Kalina Elkin gefällt besonders das Ziel des iGEM-Wettbewerbs, Lösungen für eine gesündere und nachhaltigere Welt zu finden. „Man entwickelt etwas völlig Neues, das vielleicht eines Tages Menschen helfen kann“, sagt sie. „Dieses schöne Gefühl macht süchtig.”
- Beim iGEM Finale erreichte das Team die Top 10 in der Gesamtwertung und gewann eine Goldmedaille für Exzellenz in der synthetischen Biologie. Zudem wurden die Studierenden ausgezeichnet mit den Sonderpreisen „Best Diagnostics Project“, „Best Software“ und „Best Wiki“.
- Das Team iGEM Munich wird von den beiden Münchner Universitäten TUM und Ludwig-Maximilians-Universität München (LMU) unterstützt. An der TUM erfolgte die Förderung unter anderem durch die Anneliese Pfannenberg-Stiftung und den Verein Freunde der TUM.
- Ab Januar 2026 wird der Exzellenzcluster Biosystem-Design München (BioSysteM) neu gefördert.
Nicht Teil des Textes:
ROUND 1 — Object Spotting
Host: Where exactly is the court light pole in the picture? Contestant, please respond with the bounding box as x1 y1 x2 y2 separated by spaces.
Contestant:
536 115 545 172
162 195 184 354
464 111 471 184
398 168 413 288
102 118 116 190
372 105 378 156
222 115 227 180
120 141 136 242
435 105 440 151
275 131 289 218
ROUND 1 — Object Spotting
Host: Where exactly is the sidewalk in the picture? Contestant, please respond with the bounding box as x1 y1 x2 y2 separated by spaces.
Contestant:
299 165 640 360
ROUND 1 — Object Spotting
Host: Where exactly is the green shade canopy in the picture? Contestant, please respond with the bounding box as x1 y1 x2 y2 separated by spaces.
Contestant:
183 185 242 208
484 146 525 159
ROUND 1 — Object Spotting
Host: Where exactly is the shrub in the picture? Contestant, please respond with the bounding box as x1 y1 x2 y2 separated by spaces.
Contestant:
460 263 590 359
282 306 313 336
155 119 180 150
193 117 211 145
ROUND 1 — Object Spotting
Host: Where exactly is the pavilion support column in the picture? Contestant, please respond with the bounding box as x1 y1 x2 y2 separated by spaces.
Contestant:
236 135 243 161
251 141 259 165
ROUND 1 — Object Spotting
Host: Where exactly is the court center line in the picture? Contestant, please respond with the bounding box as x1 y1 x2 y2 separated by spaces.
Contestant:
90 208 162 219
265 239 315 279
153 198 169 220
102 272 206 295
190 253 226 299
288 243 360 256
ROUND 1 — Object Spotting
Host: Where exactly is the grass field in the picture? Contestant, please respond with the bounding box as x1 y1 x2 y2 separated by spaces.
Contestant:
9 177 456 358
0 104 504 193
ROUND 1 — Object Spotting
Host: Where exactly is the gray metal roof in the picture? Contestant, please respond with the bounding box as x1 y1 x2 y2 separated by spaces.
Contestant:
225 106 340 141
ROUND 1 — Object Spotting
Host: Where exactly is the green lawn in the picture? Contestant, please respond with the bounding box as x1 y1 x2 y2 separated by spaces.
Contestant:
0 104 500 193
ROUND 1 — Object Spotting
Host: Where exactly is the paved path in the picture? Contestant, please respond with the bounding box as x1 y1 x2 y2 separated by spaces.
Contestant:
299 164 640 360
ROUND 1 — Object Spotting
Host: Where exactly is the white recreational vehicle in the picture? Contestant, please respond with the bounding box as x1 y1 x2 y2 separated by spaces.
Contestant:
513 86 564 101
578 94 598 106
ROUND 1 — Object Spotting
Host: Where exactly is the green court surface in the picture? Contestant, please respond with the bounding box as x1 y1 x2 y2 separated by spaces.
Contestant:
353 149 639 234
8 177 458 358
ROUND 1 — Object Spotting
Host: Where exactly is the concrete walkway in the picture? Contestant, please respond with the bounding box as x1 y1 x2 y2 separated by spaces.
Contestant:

Ziel ist es, sich selbst organisierende molekulare und zelluläre Systeme mit programmierbaren, lebensähnlichen Eigenschaften zu erzeugen. Die Forschenden entwickeln biomolekulare Maschinen, intelligente Materialien oder Therapeutika. Als Grundlage neuer medizinischer Anwendungen erforschen sie auch die Steuerung der Zelldifferenzierung und Organbildung. Beteiligte Institutionen sind TUM, LMU, Max-Planck-Institut für Biochemie und Helmholtz Zentrum München.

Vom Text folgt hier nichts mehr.